MicroRNAs (miRs) involve in osteogenic differentiation and osteogenic potential of mesenchymal stem cells (MSCs). Accordingly, the present study aimed to further uncover role miR-149 plays in osteogenic differentiation of MSCs with the involvement of the stromal cell-derived factor-1 (SDF-1)/CXC chemokine receptor-4 (CXCR4) pathway. Initially, the osteogenic differentiation model was induced. Next, the positive expression of STRO-1 in periosteum, alkaline phosphatase (ALP) activity, osteocalcin (OCN) protein content, and the calcium deposition in MSCs were determined.
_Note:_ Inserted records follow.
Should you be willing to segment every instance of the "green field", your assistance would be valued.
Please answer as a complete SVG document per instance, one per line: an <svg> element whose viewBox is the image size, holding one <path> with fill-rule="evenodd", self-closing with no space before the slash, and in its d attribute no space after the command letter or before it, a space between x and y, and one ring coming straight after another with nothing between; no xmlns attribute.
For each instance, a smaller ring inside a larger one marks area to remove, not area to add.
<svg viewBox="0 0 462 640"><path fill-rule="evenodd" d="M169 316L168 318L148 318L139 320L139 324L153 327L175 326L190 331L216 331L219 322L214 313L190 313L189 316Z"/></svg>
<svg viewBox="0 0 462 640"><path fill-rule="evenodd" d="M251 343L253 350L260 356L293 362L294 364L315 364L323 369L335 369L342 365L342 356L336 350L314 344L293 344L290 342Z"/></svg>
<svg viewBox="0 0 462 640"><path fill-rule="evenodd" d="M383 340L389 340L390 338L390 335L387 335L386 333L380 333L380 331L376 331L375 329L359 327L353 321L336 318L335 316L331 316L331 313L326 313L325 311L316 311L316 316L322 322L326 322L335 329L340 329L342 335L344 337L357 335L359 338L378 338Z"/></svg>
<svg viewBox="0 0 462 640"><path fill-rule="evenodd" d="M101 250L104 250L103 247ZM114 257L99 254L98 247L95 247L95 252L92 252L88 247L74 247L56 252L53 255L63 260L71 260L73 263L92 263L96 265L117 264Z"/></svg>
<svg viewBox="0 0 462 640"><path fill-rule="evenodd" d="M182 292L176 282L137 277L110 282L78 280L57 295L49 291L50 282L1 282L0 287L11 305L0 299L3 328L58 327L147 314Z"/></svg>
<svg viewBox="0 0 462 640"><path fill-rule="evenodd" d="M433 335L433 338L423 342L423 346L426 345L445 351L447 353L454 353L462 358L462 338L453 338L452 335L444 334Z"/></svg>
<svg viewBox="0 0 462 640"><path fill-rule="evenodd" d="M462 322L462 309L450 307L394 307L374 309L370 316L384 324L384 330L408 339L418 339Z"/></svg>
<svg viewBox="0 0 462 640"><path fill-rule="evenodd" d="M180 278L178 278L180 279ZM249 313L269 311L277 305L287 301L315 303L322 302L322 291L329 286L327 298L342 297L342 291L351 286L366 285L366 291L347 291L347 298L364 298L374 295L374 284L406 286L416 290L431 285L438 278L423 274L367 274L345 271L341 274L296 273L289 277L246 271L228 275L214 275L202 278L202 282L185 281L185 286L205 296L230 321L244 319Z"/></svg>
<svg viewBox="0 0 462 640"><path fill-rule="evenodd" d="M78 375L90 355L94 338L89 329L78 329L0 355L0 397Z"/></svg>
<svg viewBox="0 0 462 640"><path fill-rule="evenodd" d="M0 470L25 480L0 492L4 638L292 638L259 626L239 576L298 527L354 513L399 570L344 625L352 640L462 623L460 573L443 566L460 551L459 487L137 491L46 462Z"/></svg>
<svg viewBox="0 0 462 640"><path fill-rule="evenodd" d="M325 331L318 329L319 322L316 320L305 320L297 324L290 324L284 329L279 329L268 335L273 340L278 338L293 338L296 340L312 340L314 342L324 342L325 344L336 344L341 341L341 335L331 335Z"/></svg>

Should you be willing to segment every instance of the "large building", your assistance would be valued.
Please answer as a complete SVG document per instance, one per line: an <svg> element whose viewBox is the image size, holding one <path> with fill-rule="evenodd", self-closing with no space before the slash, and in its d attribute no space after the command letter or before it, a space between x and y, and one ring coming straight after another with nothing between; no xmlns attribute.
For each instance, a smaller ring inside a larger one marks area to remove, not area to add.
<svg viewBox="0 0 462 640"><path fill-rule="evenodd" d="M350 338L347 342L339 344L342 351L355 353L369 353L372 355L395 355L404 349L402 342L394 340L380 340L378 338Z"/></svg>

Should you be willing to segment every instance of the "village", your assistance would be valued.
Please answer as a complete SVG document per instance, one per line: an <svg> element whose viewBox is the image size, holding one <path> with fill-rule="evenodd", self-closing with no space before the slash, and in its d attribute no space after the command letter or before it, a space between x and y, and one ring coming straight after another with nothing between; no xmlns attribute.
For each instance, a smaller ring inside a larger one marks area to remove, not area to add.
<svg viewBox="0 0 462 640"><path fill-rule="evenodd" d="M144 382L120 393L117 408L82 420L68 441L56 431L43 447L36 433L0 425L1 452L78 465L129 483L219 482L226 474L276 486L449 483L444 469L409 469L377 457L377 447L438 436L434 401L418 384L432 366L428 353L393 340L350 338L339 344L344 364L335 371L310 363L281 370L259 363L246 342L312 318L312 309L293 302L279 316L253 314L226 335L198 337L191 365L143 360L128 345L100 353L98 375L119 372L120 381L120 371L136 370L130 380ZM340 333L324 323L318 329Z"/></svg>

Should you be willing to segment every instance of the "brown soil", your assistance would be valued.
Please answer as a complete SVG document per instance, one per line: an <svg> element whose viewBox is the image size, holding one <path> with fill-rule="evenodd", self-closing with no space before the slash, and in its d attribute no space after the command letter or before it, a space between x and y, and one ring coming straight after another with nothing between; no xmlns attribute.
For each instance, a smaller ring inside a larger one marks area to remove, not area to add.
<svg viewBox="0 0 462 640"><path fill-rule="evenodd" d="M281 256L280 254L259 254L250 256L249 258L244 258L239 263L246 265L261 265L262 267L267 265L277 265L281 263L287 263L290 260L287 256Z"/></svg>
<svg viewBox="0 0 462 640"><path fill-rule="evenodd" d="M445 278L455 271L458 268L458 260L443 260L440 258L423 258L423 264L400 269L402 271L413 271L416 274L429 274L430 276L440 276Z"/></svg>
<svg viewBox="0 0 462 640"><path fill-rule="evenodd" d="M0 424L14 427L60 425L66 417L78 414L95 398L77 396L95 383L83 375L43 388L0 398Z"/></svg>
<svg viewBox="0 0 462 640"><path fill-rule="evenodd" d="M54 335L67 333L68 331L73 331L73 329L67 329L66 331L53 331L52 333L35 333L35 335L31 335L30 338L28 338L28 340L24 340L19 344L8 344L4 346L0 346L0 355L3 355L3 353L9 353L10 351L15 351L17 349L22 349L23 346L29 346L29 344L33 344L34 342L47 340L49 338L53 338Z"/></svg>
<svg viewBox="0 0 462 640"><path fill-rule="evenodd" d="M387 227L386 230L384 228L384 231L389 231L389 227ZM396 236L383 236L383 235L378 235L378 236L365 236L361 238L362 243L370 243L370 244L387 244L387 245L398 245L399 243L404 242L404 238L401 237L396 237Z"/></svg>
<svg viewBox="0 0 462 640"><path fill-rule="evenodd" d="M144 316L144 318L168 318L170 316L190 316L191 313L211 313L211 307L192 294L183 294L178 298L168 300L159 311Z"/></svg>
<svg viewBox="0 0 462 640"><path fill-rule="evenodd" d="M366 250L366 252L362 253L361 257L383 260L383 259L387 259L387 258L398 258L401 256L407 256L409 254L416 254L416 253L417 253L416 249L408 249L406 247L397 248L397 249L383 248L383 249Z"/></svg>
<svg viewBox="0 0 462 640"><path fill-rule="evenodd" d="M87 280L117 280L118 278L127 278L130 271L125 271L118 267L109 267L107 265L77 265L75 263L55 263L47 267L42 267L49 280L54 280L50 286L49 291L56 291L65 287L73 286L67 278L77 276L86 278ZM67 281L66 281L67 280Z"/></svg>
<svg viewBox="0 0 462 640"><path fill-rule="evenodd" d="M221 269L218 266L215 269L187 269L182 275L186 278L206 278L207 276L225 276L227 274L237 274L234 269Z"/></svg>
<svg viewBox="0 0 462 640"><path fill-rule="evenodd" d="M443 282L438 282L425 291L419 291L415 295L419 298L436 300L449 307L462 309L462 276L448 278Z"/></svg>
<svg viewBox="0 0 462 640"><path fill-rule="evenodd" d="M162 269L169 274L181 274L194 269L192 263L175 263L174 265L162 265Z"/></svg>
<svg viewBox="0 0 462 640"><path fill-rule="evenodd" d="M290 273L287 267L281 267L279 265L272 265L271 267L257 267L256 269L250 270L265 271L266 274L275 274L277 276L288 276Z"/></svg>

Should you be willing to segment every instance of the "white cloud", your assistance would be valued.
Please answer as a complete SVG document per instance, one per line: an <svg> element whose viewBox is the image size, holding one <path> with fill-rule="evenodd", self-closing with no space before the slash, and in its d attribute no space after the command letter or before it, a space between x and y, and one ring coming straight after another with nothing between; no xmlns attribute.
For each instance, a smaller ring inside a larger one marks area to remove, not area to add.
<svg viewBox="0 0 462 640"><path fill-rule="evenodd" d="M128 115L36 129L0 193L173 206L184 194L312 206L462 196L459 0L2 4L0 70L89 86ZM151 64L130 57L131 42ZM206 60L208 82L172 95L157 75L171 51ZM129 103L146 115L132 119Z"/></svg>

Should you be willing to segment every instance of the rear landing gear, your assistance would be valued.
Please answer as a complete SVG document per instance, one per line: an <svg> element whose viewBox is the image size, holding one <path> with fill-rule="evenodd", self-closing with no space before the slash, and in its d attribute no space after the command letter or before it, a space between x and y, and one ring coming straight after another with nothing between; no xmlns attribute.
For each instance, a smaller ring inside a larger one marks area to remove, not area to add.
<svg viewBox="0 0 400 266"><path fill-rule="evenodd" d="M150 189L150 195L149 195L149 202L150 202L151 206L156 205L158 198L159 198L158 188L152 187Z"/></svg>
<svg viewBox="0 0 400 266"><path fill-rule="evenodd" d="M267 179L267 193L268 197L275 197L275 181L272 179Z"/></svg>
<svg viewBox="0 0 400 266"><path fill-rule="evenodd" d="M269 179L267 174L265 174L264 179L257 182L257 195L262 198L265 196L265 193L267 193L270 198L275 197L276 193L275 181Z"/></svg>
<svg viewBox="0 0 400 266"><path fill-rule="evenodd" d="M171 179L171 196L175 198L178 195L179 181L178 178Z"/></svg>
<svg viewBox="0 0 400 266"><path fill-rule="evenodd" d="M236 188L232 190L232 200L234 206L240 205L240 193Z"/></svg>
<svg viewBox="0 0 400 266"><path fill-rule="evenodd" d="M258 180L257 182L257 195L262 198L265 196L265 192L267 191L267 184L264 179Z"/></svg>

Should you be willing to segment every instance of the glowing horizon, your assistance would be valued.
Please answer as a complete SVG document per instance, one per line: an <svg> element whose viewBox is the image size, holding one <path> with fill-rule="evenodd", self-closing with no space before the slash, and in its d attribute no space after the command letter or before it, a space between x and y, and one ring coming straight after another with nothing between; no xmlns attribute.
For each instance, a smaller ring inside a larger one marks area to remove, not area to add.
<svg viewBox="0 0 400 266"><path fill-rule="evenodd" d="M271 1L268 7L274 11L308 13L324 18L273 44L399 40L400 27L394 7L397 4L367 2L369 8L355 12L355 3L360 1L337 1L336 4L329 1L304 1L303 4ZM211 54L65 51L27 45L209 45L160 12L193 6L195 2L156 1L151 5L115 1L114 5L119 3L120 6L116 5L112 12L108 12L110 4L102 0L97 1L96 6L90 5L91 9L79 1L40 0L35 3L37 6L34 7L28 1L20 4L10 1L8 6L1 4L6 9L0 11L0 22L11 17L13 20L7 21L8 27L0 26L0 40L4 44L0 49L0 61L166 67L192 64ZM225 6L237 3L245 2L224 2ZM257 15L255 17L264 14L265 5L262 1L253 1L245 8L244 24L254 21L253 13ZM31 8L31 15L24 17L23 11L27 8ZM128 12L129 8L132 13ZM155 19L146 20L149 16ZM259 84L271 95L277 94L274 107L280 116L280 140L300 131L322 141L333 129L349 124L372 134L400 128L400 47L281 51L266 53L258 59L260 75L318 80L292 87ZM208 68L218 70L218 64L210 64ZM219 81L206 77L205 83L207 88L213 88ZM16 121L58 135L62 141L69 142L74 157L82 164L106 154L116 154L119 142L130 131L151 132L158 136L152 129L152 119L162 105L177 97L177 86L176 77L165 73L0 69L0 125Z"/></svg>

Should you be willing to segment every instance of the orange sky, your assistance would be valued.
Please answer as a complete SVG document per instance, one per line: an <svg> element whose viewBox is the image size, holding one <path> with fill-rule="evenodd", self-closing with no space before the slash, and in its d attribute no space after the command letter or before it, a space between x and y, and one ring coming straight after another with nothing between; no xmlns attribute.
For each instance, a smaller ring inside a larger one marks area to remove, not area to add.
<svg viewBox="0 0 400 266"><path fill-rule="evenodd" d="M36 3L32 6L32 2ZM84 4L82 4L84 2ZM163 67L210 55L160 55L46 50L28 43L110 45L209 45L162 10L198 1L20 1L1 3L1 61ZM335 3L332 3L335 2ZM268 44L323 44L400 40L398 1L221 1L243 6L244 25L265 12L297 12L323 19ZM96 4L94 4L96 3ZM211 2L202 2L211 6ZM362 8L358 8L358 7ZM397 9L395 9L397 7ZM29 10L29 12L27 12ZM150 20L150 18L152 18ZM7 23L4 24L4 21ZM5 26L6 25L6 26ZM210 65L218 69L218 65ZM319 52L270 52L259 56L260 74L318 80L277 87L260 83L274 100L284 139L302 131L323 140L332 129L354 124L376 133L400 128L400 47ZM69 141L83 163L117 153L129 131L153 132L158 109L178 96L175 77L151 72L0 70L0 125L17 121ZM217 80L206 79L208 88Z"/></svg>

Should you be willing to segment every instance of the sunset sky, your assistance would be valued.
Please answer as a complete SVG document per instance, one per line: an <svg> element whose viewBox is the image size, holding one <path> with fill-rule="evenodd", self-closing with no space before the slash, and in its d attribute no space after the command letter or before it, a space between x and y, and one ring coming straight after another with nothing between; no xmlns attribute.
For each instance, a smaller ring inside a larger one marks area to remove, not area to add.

MSCs were treated with DNA methyltransferase inhibitor 5-aza-CdR, SDF-1 neutralizing antibody, or CXCR4 antagonist AMD3100 to investigate their roles in osteogenic differentiation; with the expression of CD44, CD90, CD14, and CD45 detected. Furthermore, the levels of SDF-1 and CXCR4, and the genes related to stemness (Nanog, Oct-4, and Sox-2) were measured to explore the effects of miR-149. The obtained data revealed the upregulation of STRO-1 in the periosteum. miR-149 could specifically bind to SDF-1. Besides, increased miR-149 methylation, higher ALP activity and OCN content, decreased positive rates of CD44 and CD90, and increased positive rates of CD14 and CD45 were found in osteogenic differentiation of MSCs. Subsequently, 5-Aza-CdR treatment reversed the above-mentioned effects. MSCs were finally treated with SDF-1 neutralizing antibody or AMD3100 to decrease Nanog, Oct-4, and Sox-2 expression. Taken together these results, miR-149 hypermethylation has the potential to activate the SDF-1/CXCR4 pathway and further promote osteogenic differentiation of MSCs.